The system “seeks to restore volume balance, stop disease progression and improve heart failure symptoms by selectively ablating the neural pathway carrying information from the chronically hyperactive sympathetic nervous system to the splanchnic vascular bed,” he said.

The procedure does not require an implant and can be done on an outpatient basis, he said, noting absence of the right greater splanchnic nerve has not been an issue in treatments for patients with abdominal pain.

For the first-in-human safety study, the researchers performed ablation of the right greater splanchnic nerve on 11 patients (mean age, 70 years; 73% women) with chronic HFpEF and elevated pulmonary capillary wedge pressure. All procedures were successful.

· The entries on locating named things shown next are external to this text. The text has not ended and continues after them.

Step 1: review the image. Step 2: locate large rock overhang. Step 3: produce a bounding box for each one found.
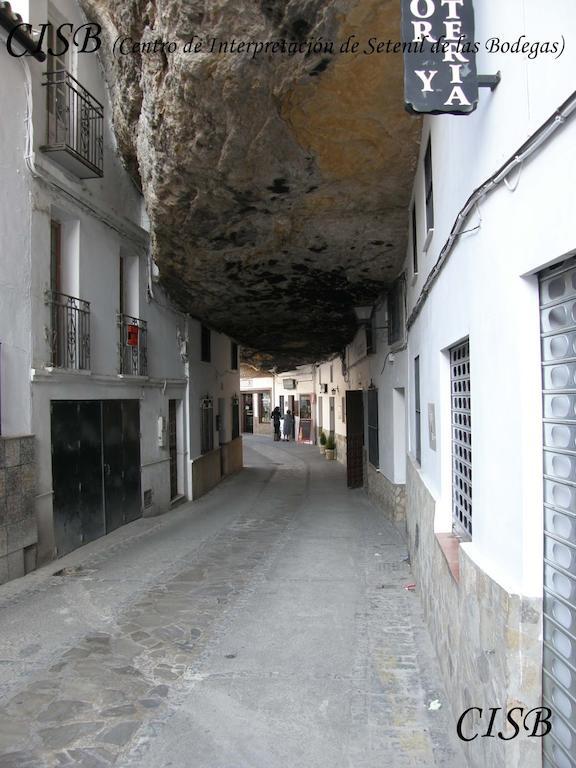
[81,0,420,368]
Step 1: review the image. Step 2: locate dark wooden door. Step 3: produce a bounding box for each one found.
[102,400,142,533]
[346,389,364,488]
[242,394,254,434]
[50,400,106,557]
[168,400,178,499]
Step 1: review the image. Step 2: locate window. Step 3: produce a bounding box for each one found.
[450,339,472,539]
[200,325,212,363]
[232,397,240,440]
[412,203,418,275]
[414,357,422,464]
[230,341,238,371]
[424,139,434,231]
[386,278,404,344]
[368,389,380,469]
[365,319,376,355]
[200,397,214,453]
[258,392,272,423]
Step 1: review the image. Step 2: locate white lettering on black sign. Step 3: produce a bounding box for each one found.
[402,0,479,114]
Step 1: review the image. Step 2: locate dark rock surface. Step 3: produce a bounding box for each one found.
[81,0,419,366]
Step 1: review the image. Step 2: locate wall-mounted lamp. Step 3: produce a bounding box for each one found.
[354,306,372,325]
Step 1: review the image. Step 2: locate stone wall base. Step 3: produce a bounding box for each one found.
[220,437,244,477]
[406,458,542,768]
[0,435,38,584]
[364,462,406,522]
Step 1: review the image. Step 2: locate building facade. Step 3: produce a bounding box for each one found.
[0,1,242,580]
[310,0,576,768]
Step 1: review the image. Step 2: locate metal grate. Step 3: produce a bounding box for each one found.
[118,315,148,376]
[46,291,90,370]
[450,339,472,539]
[540,259,576,768]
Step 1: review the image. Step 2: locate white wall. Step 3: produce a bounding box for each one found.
[0,40,31,435]
[406,0,576,595]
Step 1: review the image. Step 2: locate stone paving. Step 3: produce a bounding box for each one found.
[0,438,466,768]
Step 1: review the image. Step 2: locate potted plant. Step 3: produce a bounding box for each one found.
[324,435,336,461]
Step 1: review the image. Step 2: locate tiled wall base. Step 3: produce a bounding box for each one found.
[364,462,406,522]
[406,458,542,768]
[0,435,38,584]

The cohort had improved NYHA class and Kansas City Cardiomyopathy Questionnaire overall score at 1 month and 3 months (P < .05 for all), Shah said.

Mean 6-minute walk distance improved from 273 m at baseline to 342 m at 1 month and 347 m at 3 months (P < .05 for both), while N-terminal pro-B-type natriuretic peptide levels declined from 1,292 pg/mL at baseline to 627 pg/mL at 3 months (P < .05), he said.

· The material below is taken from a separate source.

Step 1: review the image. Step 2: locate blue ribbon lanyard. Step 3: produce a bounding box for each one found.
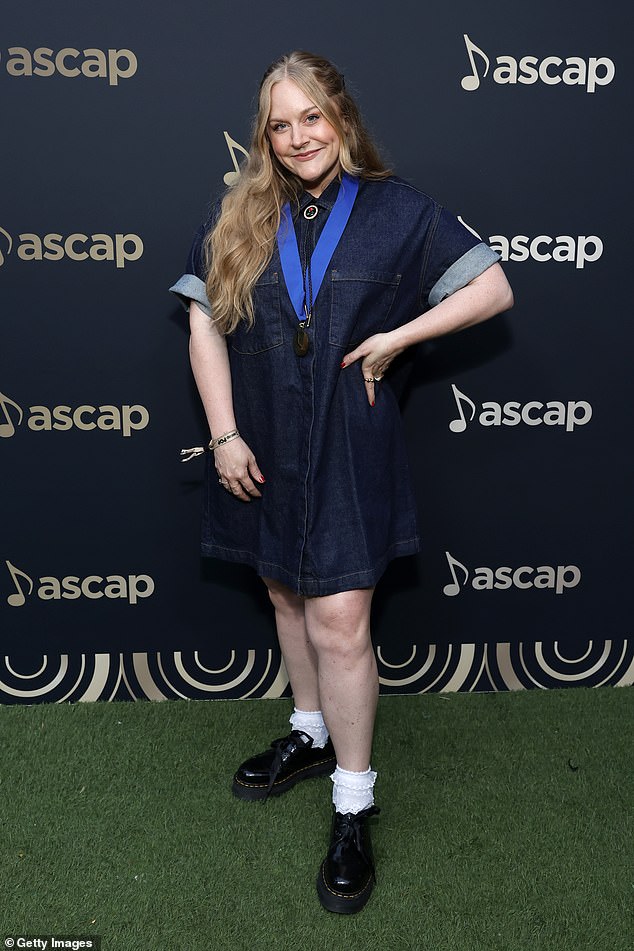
[277,172,359,327]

No patients had orthostatic hypotension or worsening HF, and four had procedure-related adverse events, all of which were resolved without sequelae, he said.

The study and a previous study of surgical ablation of the right greater splanchnic nerve “demonstrate that permanent right greater splanchnic nerve ablation in HFpEF is well tolerated and results in clinically meaningful improvements in quality of life and exercise capacity,” Shah said.

The next step, he said, is the REBALANCE-HF phase 2 trial, which is scheduled to begin enrolling in January.

Margaret M. Redfield

“These strategies such as splanchnic denervation have the potential to improve hemodynamics, even though they don’t really modify the myocardium,” Margaret M. Redfield, MD, professor of medicine and chair of the division of circulatory failure in the department of cardiology at Mayo Clinic in Rochester, Minnesota, said in a discussant presentation. “They are certainly worthy of continued study.”